Before I attach the tone controls and FM tuning panel and before I attach the bottom plate there are a couple of service manual adjustments I need to complete. There is an FM1 tuning voltage adjustment and an FM5 tuning voltage adjustment. In both procedures a trimmer is adjusted while monitoring the DC voltage at 4TP1. The measured voltage level in both adjustments should be 4.7VDC with the tuner at the 88MHz stop.

























When I attached the Beomaster 2400 bottom plate I also had to replace the four plastic feet. All of the Beomaster 1900 and 2400 units I have encountered so far all have deteriorated (or missing) cabinet feet. Fortunately Martin Olsen can source these.






































Now for a quick play test. I connected an iPod Nano to the Tape 1 DIN input and my FM antenna cable to the Beomaster 2400 antenna jack. I am currently out of functioning Beogram 4004 turntables so I will have to wait to test that.
























As you can see from the photos I also checked out the Beomaster 2400 remote control. The receiver works and sounds great.

I will let it run for a while to burn it in before I hook up my dummy load resistors to run some performance checks.

This is the fun part.

Wednesday, January 1, 2020

Beomaster 2400: Power Supply Checks and No-Load Current Adjustment

The lamps are now all replaced and tested.  I am ready to move on to the power supply checks.

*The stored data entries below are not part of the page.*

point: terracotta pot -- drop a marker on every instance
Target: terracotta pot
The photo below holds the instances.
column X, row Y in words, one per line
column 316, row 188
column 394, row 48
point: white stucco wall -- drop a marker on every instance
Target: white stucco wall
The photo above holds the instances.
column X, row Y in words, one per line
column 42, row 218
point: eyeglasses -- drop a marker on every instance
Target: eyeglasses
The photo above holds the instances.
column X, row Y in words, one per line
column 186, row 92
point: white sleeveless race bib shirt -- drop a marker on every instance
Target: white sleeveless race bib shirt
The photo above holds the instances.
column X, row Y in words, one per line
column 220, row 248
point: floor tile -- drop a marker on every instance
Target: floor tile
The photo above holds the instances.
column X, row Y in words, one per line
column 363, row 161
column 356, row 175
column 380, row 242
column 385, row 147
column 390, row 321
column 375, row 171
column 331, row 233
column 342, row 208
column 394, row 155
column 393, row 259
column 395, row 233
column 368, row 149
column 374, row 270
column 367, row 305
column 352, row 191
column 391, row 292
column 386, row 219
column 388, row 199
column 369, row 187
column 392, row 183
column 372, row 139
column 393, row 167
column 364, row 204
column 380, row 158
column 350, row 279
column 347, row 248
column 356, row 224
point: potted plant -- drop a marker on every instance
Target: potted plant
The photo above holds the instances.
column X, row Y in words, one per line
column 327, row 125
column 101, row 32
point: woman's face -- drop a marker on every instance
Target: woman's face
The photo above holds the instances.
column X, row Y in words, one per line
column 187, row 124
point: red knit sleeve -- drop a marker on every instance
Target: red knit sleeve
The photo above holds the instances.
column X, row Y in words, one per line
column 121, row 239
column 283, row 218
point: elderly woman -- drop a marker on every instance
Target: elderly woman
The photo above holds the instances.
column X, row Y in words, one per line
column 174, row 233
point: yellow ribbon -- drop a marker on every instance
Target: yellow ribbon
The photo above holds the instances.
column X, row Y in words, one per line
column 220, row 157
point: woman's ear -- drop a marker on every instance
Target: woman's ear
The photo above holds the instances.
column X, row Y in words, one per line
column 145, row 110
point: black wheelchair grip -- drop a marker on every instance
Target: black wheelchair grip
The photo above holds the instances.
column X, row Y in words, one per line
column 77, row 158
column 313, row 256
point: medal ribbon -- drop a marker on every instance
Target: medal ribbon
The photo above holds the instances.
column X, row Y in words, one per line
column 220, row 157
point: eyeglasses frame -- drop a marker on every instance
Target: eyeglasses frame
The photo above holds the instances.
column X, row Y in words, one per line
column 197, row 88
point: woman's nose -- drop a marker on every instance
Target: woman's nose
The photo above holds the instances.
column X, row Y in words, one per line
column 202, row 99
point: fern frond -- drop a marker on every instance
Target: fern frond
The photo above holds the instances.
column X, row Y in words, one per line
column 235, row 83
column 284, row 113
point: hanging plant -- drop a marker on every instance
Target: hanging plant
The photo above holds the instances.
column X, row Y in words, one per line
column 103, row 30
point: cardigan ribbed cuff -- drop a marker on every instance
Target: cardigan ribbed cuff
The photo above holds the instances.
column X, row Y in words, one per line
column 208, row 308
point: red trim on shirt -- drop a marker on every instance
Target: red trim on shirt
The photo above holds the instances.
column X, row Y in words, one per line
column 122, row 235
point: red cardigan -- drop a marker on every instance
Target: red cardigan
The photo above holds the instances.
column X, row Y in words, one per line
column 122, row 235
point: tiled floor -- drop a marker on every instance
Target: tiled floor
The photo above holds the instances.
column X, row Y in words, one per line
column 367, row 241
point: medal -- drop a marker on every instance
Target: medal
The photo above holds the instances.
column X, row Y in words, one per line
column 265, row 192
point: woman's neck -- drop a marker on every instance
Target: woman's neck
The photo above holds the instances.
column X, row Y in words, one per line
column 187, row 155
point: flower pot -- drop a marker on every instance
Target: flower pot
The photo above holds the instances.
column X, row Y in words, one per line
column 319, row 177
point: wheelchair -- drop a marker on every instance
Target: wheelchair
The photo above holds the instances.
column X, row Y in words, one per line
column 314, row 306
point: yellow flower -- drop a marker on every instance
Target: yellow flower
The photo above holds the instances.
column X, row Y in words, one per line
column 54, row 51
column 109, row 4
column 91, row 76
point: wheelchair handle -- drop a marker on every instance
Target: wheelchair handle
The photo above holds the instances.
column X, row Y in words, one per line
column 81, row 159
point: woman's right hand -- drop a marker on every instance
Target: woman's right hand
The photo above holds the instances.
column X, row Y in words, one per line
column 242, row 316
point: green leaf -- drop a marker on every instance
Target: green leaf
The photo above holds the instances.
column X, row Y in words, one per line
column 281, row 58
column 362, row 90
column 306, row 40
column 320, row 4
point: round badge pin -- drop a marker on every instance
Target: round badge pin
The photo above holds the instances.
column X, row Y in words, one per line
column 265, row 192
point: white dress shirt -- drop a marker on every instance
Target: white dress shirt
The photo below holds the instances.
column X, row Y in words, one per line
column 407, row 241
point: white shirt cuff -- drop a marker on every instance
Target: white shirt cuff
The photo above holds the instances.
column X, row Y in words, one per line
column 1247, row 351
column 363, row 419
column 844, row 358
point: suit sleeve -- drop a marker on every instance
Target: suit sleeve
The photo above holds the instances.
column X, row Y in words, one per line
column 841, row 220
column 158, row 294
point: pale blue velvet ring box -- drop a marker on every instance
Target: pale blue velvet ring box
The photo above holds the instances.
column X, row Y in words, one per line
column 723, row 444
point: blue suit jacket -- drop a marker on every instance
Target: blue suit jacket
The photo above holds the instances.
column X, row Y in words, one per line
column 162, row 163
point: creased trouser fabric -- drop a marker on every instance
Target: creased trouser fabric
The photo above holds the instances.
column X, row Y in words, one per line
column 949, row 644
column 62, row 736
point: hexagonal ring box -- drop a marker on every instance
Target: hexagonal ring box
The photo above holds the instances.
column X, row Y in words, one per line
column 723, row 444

First however, I installed the Beomaster 2400 control panel and rechecked the operation of the touch buttons and lamps. This panel is sometimes tricky to install as there is a spring contact for each of the touch control buttons.  Those must all align properly to their metal posts.

Here are photos of those checks. Note that the color of the indicator lamps isn't accurate to how they actually appear in person. It is always difficult to capture lighting pictures and still have enough light to see the audio component in the photo.























































































...and finally...Standby






















Now for the voltage checks.

First is the +15VDC power.  Here is the +15V supply reservoir capacitor. 22V at the reservoir capacitor is a good value. Next is to adjust the output of the +15VDC regulator.






















The service manual says to use the 2R151 trimmer to set the +15VDC supply to +15.0V making the measurement at 2TP15.






















No problems adjusting that. Now to measure the Beomaster 2400 ±31VDC supplies. I measured those voltages at the two large 5000uF reservoir capacitors (0C7 and 0C8).























I have a couple of wires connected to the test points for the Beomaster 2400 no-load current adjustments.  The space is too cramped to easily attach measurement probes across the emitter resistors (2R256 and 2R356) for this adjustment so I like to temporarily solder some test wires for the no-load adjustment. Both channels easily dialed in to the service manual stated 12mA with the multi-turn trimmers I installed earlier.























Everything tested good so I can finish up the re-assembly of this Beomaster 2400 unit.